Descentralizando o Celular — Parte I: Ipod

Com o advento dos streamings, passamos a ter acesso a milhões de músicas, mas essa abundância não trouxe satisfação proporcional. Pelo contrário: excesso virou paralisia. Quando tudo está disponível o tempo inteiro, nada parece ter peso. A minha alternativa foi reduzir radicalmente as opções e ouvir música exclusivamente em um iPod Classic 5ª geração. Nele, cada álbum e cada faixa precisam ser escolhidos manualmente, sincronizados, organizados. O limite de armazenamento impõe critérios. Essa limitação devolve algo que o streaming dissolveu: intenção. Cada música passa a ocupar espaço físico e simbólico; cada escolha carrega consequência.

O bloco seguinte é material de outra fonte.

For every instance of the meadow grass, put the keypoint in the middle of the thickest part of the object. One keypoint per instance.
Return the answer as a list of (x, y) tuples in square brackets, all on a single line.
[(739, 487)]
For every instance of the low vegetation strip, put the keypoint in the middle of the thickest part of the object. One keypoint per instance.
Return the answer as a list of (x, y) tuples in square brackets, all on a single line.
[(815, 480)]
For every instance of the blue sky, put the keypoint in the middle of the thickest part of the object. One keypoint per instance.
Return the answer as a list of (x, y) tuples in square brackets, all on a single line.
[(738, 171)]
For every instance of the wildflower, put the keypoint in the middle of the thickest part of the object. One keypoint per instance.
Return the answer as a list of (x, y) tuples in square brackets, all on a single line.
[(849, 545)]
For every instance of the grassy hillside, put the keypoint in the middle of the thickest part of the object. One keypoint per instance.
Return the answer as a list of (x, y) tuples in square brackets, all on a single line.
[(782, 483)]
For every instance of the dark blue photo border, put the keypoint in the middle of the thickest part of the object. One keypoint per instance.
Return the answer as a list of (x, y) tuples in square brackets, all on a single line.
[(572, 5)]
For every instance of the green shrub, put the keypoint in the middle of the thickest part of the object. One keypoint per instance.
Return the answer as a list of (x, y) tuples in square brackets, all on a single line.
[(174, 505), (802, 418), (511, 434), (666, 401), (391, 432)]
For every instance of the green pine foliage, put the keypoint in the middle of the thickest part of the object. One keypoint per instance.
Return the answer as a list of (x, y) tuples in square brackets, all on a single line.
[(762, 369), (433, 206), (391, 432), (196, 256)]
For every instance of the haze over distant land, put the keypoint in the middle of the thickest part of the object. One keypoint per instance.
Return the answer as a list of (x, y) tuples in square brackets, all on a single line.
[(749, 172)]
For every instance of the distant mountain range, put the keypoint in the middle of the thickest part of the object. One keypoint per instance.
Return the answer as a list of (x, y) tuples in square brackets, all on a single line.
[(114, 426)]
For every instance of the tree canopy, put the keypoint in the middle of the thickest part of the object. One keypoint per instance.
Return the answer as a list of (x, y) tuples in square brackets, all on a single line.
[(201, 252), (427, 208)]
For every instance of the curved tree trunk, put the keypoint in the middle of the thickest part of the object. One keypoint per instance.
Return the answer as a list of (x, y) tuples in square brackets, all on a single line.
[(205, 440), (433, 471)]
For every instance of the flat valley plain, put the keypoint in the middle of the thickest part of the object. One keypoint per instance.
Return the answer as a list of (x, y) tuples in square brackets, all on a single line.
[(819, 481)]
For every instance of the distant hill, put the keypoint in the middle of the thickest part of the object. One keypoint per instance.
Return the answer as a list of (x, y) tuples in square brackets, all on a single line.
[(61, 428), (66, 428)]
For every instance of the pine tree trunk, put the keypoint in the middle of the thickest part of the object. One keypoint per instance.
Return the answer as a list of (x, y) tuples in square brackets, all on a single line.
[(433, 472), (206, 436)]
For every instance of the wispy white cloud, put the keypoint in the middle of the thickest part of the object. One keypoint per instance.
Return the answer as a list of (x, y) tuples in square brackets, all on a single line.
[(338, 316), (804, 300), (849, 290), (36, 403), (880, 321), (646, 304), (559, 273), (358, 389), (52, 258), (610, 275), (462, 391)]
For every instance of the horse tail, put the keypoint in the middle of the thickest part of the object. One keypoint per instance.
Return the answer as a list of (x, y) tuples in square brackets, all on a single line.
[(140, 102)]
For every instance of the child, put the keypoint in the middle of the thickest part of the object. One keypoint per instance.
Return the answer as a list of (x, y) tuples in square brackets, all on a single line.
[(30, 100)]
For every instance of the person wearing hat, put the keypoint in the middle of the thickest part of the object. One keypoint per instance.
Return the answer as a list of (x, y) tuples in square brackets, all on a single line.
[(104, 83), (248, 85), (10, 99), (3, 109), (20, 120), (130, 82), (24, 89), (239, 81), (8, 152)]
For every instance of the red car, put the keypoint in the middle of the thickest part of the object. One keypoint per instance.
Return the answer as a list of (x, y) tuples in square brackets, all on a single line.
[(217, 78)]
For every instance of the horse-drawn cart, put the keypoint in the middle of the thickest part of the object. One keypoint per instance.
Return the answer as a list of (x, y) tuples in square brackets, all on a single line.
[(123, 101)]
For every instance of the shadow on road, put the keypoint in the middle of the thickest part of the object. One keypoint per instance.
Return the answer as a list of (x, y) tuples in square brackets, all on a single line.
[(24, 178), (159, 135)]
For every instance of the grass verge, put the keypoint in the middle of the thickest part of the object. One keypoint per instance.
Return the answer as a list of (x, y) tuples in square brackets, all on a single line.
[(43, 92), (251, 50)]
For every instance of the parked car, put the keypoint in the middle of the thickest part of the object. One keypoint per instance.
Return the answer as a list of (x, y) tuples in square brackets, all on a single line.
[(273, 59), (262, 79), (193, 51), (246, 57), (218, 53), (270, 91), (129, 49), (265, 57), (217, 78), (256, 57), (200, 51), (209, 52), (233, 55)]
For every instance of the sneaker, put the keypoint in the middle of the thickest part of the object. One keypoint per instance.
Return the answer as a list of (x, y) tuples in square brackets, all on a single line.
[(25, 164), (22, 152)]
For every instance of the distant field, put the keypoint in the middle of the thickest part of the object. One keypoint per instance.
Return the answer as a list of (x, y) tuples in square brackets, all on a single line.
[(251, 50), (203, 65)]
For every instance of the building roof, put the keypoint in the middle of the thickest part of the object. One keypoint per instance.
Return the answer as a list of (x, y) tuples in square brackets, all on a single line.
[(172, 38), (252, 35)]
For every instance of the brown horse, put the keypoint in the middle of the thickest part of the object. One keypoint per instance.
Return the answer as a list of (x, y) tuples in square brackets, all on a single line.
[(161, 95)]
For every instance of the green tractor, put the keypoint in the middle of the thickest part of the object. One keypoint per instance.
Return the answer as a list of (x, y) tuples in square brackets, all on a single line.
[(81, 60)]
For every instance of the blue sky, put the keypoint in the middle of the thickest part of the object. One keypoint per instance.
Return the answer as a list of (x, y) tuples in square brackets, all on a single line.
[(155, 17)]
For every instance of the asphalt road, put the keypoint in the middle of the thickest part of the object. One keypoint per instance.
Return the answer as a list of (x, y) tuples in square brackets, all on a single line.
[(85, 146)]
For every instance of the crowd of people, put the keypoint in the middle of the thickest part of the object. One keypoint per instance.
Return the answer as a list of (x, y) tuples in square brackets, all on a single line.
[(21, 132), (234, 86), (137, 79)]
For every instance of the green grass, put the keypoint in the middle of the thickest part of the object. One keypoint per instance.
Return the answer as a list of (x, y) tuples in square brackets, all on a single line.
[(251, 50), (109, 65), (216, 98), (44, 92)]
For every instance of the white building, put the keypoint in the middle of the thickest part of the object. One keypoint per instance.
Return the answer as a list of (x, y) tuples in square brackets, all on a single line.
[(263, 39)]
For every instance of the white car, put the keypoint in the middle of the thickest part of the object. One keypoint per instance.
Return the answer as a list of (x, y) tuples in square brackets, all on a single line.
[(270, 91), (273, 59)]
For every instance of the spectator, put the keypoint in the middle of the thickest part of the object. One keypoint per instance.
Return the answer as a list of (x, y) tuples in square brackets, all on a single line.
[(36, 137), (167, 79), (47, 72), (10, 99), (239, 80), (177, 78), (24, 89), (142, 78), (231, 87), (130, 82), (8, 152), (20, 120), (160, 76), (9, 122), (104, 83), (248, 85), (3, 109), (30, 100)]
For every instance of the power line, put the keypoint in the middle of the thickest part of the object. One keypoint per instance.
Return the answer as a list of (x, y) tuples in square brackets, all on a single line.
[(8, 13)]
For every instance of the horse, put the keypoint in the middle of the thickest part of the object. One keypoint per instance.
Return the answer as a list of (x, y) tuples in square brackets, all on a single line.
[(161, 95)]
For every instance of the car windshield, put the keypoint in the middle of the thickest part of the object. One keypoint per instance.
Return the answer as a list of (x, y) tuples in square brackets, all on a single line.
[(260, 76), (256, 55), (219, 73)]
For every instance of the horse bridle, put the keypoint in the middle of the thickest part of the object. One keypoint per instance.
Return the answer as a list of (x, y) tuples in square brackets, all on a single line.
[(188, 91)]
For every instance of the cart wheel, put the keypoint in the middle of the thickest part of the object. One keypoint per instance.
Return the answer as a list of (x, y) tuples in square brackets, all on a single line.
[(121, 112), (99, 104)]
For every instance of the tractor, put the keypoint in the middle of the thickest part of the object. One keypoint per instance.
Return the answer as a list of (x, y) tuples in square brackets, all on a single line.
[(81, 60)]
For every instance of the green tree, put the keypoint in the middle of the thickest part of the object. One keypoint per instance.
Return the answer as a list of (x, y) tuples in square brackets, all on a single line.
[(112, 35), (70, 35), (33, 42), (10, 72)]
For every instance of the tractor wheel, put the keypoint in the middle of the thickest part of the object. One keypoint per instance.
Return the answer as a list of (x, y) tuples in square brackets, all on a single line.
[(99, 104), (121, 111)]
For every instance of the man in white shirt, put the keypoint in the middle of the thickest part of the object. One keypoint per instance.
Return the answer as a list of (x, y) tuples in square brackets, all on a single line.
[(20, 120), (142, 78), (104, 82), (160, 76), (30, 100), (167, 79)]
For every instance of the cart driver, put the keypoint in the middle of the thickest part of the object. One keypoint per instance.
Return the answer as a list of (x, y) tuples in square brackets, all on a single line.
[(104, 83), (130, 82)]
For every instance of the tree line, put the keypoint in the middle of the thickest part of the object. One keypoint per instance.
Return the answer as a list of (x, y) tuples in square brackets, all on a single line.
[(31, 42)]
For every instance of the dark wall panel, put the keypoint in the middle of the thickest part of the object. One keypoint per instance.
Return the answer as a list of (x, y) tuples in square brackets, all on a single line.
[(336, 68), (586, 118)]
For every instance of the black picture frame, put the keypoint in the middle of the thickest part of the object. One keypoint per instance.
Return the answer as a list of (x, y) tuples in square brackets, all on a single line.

Essa prática expõe um problema maior. A dependência de algoritmos que priorizam conveniência e retenção, não profundidade. Plataformas competem por atenção e transformam tempo na principal moeda. Redes sociais e serviços de streaming são desenhados para maximizar permanência, oferecendo conteúdo constante, previsível e confortável — frequentemente superficial. A experiência se torna passiva: playlists infinitas, recomendações automáticas, descoberta terceirizada.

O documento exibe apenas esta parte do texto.